No, you can only estimate that, but you will not get the exact numbers, unless you want to do that in a very small range, where you can just check all of them.
Since each bit is twice the size of it's previous bit, how should I accurately calculate how many of 2^96 collisions could exist in a certain bit range?
Well, if you have 2^256 on one side, and 2^160 on another, you can get 2^(256-160), which is equal to 2^96. It is just size of all public keys, divided by size of all addresses. Nothing more, nothing less, but for such huge numbers, it is only an estimation. It could be 2^95 or 2^97 as well for some specific values, nobody knows the exact number, because nobody counted all of them one-by-one, and nobody found an algorithm, to quickly and accurately count them, without breaking math problems behind them.
Also note that for Script-based hashes, this number is probably much bigger, because then you can have a script, that for example pushes some 520-byte value on the stack.
You mean we can't find an estimation of how many probable identical addresses exist in each bit range?
Estimation is always possible, but it could be wrong, because you could estimate it as 2^96, while it could be 2^97 or more, if you count compressed and uncompressed keys separately, or if you take other things into account.
So it would be wrong to divide N by 2^96 and then divide any bit range by that result?
If you want to get the probability of a collision, then it is something like that.
but is the calculation above correct?
To some extent yes, but you cannot be 100% sure, that the real probability is 5*10^(-29), and not for example 6*10^(-29).
Meaning there are no collisions in 66 bit
It is almost guaranteed that there are collisions in 66 bit. If there would be absolutely no collisions, that would mean RIPEMD-160 is totally broken.
or you are saying we can't really tell because there is no mathematical relation?

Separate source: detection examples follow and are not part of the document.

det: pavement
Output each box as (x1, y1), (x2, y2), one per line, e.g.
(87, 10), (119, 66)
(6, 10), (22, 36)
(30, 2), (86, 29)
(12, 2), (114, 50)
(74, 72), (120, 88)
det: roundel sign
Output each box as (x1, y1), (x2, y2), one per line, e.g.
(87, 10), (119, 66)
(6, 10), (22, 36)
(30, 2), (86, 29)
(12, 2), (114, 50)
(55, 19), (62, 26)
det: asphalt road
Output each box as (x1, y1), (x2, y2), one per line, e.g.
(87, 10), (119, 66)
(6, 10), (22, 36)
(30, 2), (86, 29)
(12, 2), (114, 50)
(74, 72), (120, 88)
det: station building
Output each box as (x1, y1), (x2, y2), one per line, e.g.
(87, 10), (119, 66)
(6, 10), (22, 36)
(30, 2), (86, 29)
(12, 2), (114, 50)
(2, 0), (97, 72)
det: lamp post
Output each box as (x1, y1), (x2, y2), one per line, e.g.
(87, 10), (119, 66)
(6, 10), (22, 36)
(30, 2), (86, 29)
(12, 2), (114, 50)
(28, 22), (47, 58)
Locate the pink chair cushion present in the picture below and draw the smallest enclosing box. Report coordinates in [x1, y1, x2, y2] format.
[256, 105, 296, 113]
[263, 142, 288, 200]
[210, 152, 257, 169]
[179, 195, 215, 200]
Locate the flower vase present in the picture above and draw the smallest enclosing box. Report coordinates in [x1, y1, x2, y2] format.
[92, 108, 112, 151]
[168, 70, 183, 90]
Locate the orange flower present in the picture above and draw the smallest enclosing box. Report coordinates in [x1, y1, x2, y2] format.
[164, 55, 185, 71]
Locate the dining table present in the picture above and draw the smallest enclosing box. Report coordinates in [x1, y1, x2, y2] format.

There is a mathematical relation, but it is unknown, and hard to simplify, because of the
avalanche effect. However, if you want to for example count, how many collisions are present, where you have some 32-bit hash function on input (for example reduced SHA-256 from 32-bit internal values to 4-bit internal values), and 20-bit hash function on output (for example RIPEMD-160, also reduced to 4-bit internal values), then you can use brute force, to get the exact results.